Thursday 15th July News

The only news today:

Laughing Gull - 1, Ballycastle, Co. Antrim (Geoff Campbell)
Greenshank - 8, Dundrum Inner Bay South, Co. Down

In Co. Donegal:
Little Gull - 1, Carrigart, Co. Donegal (Eric Randall)

Thanks to Geoff for some more shots of this Northern Ireland mega - it's stayed so long it's already got a traditional route and is more than willing to start a fight with its neighbours, should fit in very well. The real question is when and where will the next rarity turn up? - well, the NIBA have a new secret weapon. All will be revealed tomorrow.


Laughing Gull by Geoff Campbell






















Here's a shot of some Black-tailed Godwits taken by Ed O'Hara at Belfast RSPB

















Thanks to Deborah Cohen for a pic of a really smart looking Laughing Gull (on home turf) - not like the shabby fella visiting us.




As for yesterday's trivia question from George Gordon, here's the answer (I told you it was a head-melter...a good one though)

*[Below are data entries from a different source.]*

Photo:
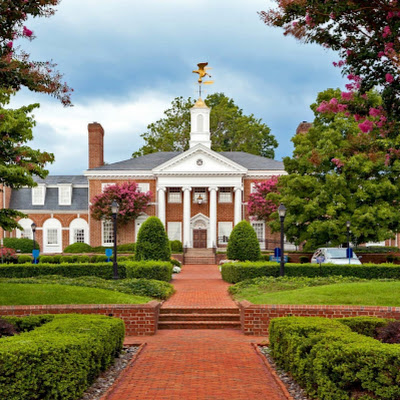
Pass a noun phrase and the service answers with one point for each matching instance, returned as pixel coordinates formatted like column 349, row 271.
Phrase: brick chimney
column 303, row 127
column 96, row 145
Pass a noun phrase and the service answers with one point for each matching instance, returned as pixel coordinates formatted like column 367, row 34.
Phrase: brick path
column 200, row 364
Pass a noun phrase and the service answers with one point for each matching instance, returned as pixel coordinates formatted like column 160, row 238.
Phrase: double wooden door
column 199, row 238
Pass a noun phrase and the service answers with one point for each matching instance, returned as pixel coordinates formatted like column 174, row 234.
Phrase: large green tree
column 337, row 174
column 230, row 128
column 18, row 162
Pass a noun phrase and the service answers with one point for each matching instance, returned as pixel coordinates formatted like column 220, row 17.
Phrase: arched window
column 26, row 228
column 78, row 231
column 52, row 238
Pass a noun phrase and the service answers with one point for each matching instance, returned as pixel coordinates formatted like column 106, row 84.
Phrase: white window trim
column 40, row 191
column 61, row 200
column 170, row 226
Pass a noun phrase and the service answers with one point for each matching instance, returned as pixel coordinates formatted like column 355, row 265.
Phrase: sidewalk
column 200, row 364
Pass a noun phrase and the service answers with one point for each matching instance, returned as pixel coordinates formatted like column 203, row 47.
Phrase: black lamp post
column 282, row 213
column 33, row 227
column 114, row 213
column 348, row 239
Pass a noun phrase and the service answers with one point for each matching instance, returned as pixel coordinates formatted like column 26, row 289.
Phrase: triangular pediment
column 199, row 160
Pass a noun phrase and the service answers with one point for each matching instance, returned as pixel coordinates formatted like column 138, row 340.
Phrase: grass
column 371, row 293
column 34, row 294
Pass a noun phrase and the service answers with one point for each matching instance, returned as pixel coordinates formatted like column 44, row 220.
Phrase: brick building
column 198, row 194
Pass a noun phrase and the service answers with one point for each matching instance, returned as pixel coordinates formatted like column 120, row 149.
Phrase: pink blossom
column 386, row 31
column 367, row 126
column 337, row 162
column 389, row 78
column 27, row 32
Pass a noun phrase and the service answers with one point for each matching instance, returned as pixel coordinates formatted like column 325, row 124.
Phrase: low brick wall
column 140, row 319
column 255, row 318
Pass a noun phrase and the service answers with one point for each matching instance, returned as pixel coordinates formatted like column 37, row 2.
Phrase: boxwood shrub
column 332, row 362
column 159, row 270
column 237, row 272
column 81, row 346
column 24, row 245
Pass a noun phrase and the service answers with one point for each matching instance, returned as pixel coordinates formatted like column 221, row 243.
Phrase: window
column 52, row 236
column 38, row 195
column 108, row 232
column 199, row 194
column 259, row 227
column 224, row 231
column 174, row 195
column 143, row 187
column 106, row 185
column 64, row 195
column 79, row 236
column 174, row 231
column 225, row 195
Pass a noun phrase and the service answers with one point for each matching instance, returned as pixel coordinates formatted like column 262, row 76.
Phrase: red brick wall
column 96, row 146
column 255, row 318
column 139, row 319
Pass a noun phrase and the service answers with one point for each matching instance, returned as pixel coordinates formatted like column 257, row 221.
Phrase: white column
column 186, row 216
column 238, row 205
column 213, row 217
column 161, row 203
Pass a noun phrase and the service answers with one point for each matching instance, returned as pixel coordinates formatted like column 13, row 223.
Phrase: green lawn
column 372, row 293
column 35, row 294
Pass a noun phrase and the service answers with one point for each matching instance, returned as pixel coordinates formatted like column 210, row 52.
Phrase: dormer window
column 38, row 195
column 64, row 195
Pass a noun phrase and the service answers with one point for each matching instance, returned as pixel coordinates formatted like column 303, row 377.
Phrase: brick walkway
column 197, row 364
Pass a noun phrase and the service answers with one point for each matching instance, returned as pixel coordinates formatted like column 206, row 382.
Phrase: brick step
column 200, row 317
column 199, row 325
column 207, row 311
column 199, row 260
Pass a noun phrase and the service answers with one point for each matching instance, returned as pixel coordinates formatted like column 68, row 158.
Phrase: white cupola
column 200, row 124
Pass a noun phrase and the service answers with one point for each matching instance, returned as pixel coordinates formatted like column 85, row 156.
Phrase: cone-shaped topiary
column 152, row 241
column 243, row 243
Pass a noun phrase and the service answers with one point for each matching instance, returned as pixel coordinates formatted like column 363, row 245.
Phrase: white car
column 333, row 255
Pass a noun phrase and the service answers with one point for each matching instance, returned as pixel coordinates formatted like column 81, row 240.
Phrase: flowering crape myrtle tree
column 16, row 67
column 260, row 205
column 131, row 202
column 362, row 129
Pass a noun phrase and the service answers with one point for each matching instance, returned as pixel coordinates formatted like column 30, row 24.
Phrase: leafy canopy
column 18, row 162
column 16, row 67
column 230, row 129
column 131, row 202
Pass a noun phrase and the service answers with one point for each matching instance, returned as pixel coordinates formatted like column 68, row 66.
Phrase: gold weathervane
column 202, row 71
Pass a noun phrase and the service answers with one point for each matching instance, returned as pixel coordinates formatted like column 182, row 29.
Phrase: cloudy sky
column 128, row 59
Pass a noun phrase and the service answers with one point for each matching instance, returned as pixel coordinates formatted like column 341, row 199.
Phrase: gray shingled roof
column 56, row 179
column 150, row 161
column 22, row 200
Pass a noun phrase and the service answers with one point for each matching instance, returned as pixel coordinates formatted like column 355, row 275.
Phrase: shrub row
column 79, row 346
column 158, row 270
column 332, row 362
column 58, row 259
column 237, row 272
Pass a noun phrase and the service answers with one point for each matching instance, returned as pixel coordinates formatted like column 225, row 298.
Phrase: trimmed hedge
column 237, row 272
column 159, row 270
column 243, row 243
column 81, row 346
column 24, row 245
column 333, row 363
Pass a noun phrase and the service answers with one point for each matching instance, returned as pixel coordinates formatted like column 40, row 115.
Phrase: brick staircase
column 199, row 256
column 204, row 318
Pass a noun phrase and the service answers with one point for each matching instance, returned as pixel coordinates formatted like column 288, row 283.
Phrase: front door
column 199, row 238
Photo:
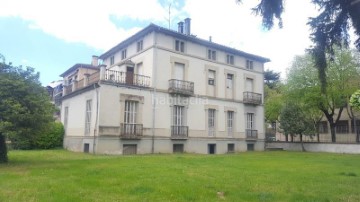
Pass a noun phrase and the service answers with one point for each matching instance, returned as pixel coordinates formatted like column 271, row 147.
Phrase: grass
column 59, row 175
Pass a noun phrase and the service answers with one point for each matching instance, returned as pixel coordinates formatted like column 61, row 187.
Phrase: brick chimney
column 95, row 60
column 187, row 26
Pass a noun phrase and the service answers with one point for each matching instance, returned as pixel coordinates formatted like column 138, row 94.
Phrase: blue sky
column 51, row 36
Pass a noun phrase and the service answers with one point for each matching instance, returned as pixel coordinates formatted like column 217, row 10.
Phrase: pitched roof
column 78, row 65
column 152, row 27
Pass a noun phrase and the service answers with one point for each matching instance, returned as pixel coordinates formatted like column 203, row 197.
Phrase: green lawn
column 255, row 176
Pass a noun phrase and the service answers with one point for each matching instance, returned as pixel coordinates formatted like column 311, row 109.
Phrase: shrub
column 51, row 138
column 3, row 149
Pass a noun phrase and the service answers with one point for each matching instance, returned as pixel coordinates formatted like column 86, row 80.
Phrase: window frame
column 230, row 59
column 139, row 45
column 211, row 54
column 88, row 111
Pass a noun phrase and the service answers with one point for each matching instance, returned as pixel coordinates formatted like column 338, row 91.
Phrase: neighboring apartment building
column 162, row 91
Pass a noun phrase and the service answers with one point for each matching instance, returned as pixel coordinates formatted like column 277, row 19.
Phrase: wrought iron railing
column 128, row 78
column 251, row 134
column 179, row 132
column 252, row 98
column 181, row 87
column 131, row 130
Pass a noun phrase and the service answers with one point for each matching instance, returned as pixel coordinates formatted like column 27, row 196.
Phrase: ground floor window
column 250, row 147
column 86, row 148
column 129, row 149
column 211, row 148
column 231, row 148
column 178, row 148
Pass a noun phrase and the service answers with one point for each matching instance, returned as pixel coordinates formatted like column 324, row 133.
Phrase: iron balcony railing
column 131, row 131
column 128, row 78
column 181, row 87
column 252, row 98
column 251, row 134
column 179, row 132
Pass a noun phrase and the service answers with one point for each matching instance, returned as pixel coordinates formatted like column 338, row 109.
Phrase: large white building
column 164, row 91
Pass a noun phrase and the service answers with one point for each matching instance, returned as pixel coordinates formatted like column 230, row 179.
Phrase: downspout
column 154, row 94
column 97, row 116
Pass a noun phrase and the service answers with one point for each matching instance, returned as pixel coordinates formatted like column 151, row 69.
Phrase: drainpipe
column 97, row 116
column 154, row 94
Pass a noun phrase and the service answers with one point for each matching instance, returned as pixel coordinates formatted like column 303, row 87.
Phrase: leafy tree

Apart from all being passerines on the Irish List what do Woodchat Shrike,
Red-breasted Flycatcher, Lesser Whitethroat, Yellow-browed Warbler,
Short-toed Lark, Lapland Bunting, Mealy Redpoll, Greenland Wheatear,
Melodius Warbler, Aquatic Warbler, Reed Warbler, Pallas's Grasshopper
Warbler, Dartford Warbler, Little Bunting and Shore Lark have in common?







Barrington’s Birds
The first Irish records of all these birds came from Irish lighthouses (14 species and one sub-species). The propensity of migrating birds to be killed striking lighthouses at night has long been recognized. In 1881 the British Association decided to contact every lighthouse keeper in the British Isles asking for information on these birds and specimens if possible. They received a positive response and the data collected from 1882 to 1886 was published in 1887.

In Ireland Richard Barrington (who had written to all the Irish Lighthouse keepers on the behalf of BA) clearly thought there was more information to be garnered. At his own expense he went on collecting data for another decade. In 1900 he published (again at his own expense) The Migration of Birds as Observed at Irish Lighthouses and Lightships - the collation of more than 2,000 records. With only 350 copies printed it remains one of the rarest and most sought after books on Irish Ornithology.